Neighbour's wind chimes 'were torture', pensioner tells court
Published 20/02/2013 | 04:00
THE constant jangling of wind chimes in a neighbour's back garden was described by an 83-year-old pensioner as a deliberate act of cruelty against her and her husband, Eddie.
Mary McBride, of 40 Villa Park Gardens, Navan Road, Dublin, told Judge Alison Lindsay in the Circuit Civil Court that neighbours Michael and Marian Hanway, who live at No 38, would deliberately hang out several wind chimes at a time.
"It was torture," she said.
Pat O'Brien, counsel for the McBrides, asked Judge Lindsay for maximum damages of €38,000 against the Hanways who are demanding a similar amount of compensation for bad neighbourliness by the McBrides.

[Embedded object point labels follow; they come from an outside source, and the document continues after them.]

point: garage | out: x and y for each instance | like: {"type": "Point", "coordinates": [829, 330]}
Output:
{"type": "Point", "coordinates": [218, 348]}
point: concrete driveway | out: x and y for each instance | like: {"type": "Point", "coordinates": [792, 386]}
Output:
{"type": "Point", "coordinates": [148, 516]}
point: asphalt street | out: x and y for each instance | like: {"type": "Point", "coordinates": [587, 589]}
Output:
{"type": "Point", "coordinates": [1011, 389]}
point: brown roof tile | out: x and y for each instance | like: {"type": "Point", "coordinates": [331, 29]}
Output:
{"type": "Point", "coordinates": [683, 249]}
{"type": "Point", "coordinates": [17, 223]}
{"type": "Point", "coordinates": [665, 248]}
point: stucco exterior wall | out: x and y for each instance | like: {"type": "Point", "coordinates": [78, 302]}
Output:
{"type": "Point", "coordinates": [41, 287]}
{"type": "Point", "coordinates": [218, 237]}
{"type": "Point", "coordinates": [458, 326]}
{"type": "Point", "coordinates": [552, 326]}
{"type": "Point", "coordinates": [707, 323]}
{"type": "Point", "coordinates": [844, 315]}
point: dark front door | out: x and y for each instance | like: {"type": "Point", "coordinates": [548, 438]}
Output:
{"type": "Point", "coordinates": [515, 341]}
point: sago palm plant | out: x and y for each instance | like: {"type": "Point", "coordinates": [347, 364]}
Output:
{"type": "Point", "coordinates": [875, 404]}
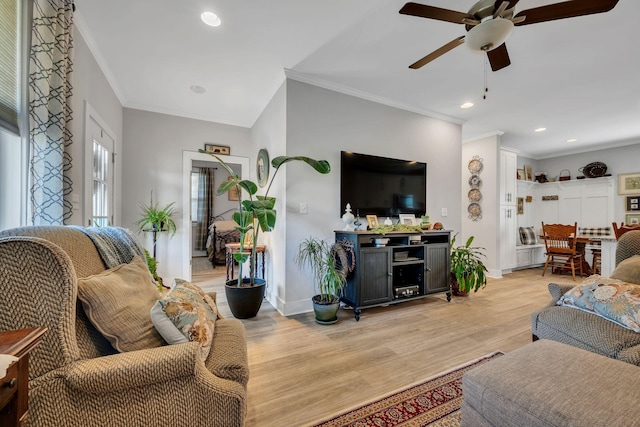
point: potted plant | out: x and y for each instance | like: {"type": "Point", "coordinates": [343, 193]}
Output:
{"type": "Point", "coordinates": [329, 267]}
{"type": "Point", "coordinates": [468, 272]}
{"type": "Point", "coordinates": [255, 213]}
{"type": "Point", "coordinates": [157, 219]}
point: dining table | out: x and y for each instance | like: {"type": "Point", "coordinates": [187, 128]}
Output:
{"type": "Point", "coordinates": [582, 240]}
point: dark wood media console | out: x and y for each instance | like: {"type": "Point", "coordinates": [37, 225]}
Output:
{"type": "Point", "coordinates": [409, 266]}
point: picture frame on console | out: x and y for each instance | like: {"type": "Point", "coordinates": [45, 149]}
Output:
{"type": "Point", "coordinates": [632, 219]}
{"type": "Point", "coordinates": [407, 219]}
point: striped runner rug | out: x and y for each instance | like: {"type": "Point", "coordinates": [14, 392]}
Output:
{"type": "Point", "coordinates": [435, 403]}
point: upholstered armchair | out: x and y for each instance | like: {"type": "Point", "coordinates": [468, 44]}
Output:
{"type": "Point", "coordinates": [77, 378]}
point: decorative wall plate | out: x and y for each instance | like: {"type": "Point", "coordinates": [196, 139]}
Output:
{"type": "Point", "coordinates": [475, 181]}
{"type": "Point", "coordinates": [262, 167]}
{"type": "Point", "coordinates": [475, 212]}
{"type": "Point", "coordinates": [474, 195]}
{"type": "Point", "coordinates": [475, 165]}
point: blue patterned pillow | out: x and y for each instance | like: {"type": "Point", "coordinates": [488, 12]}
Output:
{"type": "Point", "coordinates": [185, 314]}
{"type": "Point", "coordinates": [527, 235]}
{"type": "Point", "coordinates": [611, 299]}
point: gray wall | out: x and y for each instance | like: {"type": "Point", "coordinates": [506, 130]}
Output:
{"type": "Point", "coordinates": [91, 86]}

Judge Lindsay has heard allegations by both sets of neighbours that each had been deliberately caused emotional suffering, harassment and intimidation including assault and trespass.
The Hanways alleged the McBrides, both in their eighties, kept their home under camera surveillance.
When Breffni Gordon, counsel for the Hanways, told Mrs McBride she had ignored letters of mediation from his clients, she told the court: "I will not ever have anything to do with that family."
She said the Hanways, who have alleged a "tyranny of intimidation" against the McBrides, had broken their word in the past and her family had suffered so much at their hands that she did not trust them.
Eddie McBride told Mr O'Brien that Mr Hanway was often like "a wild man" and Mr Hanway had once hosed him down across their garden boundary and that he had to get a change of clothing.
He said Mr Hanway would call him "a b******s" for no apparent reason and his son, Martin, who he accused of poisoning grass outside the McBride home, had called him "a bleedin' w****r."
Garda Sergeant John Broderick, married to one of the McBride daughters, said Mr Hanway had complained about him to the Garda Ombudsman Commission which had rejected the complaint.
Maura McBride said she had seen Marian Hanway on CCTV shovel a substance across grass outside her parents' home and then brush it in.
She had recorded 191 incidents throughout the 13-year neighbours' dispute.
Another daughter, Kate Tierney, said that as the years went by, the Hanways "upped the ante" on intimidation.
Daughter Eileen Kelly said that on one occasion the sound of music emanating from the Hanway household was "horrendous".
Judge Lindsay has reserved her judgment until Friday.
Both families are claiming damages and restraining injunctions against each other.